Ou, procédé plus commode. plus économique, et par conséquent plus probable, se contentait-il de revenir respirer à la surface des eaux, comme un cétacé. et de renouveler pour vingt-quatre heures sa provision d'atmosphère ? Quoi qu'il en soit. et quelle que fût la méthode, il me paraissait prudent de l'employer sans retard.
En effet, j'étais déjà réduit à multiplier mes inspirations pour extraire de cette cellule le peu d'oxygène qu'elle renfermait, quand, soudain, je fus rafraîchi par un courant d'air pur et tout parfumé d'émanations salines. C'était bien la brise de mer, vivifiante et chargée d'iode ! J'ouvris largement la bouche, et mes poumons se saturèrent de fraîches molécules. En même temps, je sentis un balancement, un roulis de médiocre amplitude, mais parfaitement déterminable. Le bateau, le monstre de tôle venait évidemment de remonter à la surface de l'Océan pour y respirer à la façon des baleines. Le mode de ventilation du navire était donc parfaitement reconnu.
Lorsque j'eus absorbé cet air pur à pleine poitrine, je cherchai le conduit, l'« aérifère », si l'on veut, qui laissait arriver jusqu'à nous ce bienfaisant effluve. et je ne tardai pas à le trouver. Au-dessus de la porte s'ouvrait un trou d'aérage laissant passer une fraîche colonne d'air, qui renouvelait ainsi l'atmosphère appauvrie de la cellule.
J'en étais là de mes observations, quand Ned et Conseil s'éveillèrent presque en même temps, sous l'influence de cette aération revivifiante. Ils se frottèrent les yeux, se détirèrent les bras et furent sur pied en un instant.
« Monsieur a bien dormi ? me demanda Conseil avec sa politesse quotidienne.
-- Fort bien, mon brave garçon, répondis-je. Et, vous, maître Ned Land ?
-- Profondément, monsieur le professeur. Mais, je ne sais si je me trompe, il me semble que je respire comme une brise de mer ? »
Un marin ne pouvait s'y méprendre, et je racontai au Canadien ce qui s'était passé pendant son sommeil.
« Bon ! dit-il, cela explique parfaitement ces mugissements que nous entendions, lorsque le prétendu narwal se trouvait en vue de l'_Abraham-Lincoln_.
-- Parfaitement, maître Land, c'était sa respiration !
-- Seulement, monsieur Aronnax, je n'ai aucune idée de l'heure qu'il est, à moins que ce ne soit l'heure du dîner ?
-- L'heure du dîner, mon digne harponneur ? Dites, au moins, l'heure du déjeuner, car nous sommes certainement au lendemain d'hier.
-- Ce qui démontre, répondit Conseil, que nous avons pris vingt-quatre heures de sommeil.

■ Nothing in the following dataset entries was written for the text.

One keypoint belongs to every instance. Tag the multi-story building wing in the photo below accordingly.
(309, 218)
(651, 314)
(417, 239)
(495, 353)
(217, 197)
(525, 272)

-- C'est mon avis. répondis-je.
-- Je ne vous contredis point, répliqua Ned Land. Mais dîner ou déjeuner, le stewart sera le bienvenu, qu'il apporte l'un ou l'autre.
-- L'un et l'autre, dit Conseil
-- Juste, répondit le Canadien, nous avons droit à deux repas, et pour mon compte, je ferai honneur à tous les deux.
-- Eh bien ! Ned, attendons, répondis-je. Il est évident que ces inconnus n'ont pas l'intention de nous laisser mourir de faim, car, dans ce cas, le dîner d'hier soir n'aurait aucun sens.
-- A moins qu'on ne nous engraisse ! riposta Ned.
-- Je proteste, répondis-je. Nous ne sommes point tombés entre les mains de cannibales !
-- Une fois n'est pas coutume, répondit sérieusement le Canadien. Qui sait si ces gens-là ne sont pas privés depuis longtemps de chair fraîche, et dans ce cas, trois particuliers sains et bien constitués comme monsieur le professeur, son domestique et moi...
-- Chassez ces idées, maître Land, répondis-je au harponneur, et surtout. ne partez pas de là pour vous emporter contre nos hôtes, ce qui ne pourrait qu'aggraver la situation.
-- En tout cas, dit le harponneur, j'ai une faim de tous les diables, et dîner ou déjeuner, le repas n'arrive guère !
-- Maître Land, répliquai-je, il faut se conformer au règlement du bord, et je suppose que notre estomac avance sur la cloche du maître-coq.
-- Eh bien ! on le mettra à l'heure, répondit tranquillement Conseil.
-- Je vous reconnais là, ami Conseil, riposta l'impatient Canadien. Vous usez peu votre bile et vos nerfs ! Toujours calme ! Vous seriez capable de dire vos grâces avant votre bénédicité, et de mourir de faim plutôt que de vous plaindre !
-- A quoi cela servirait-il ? demanda Conseil.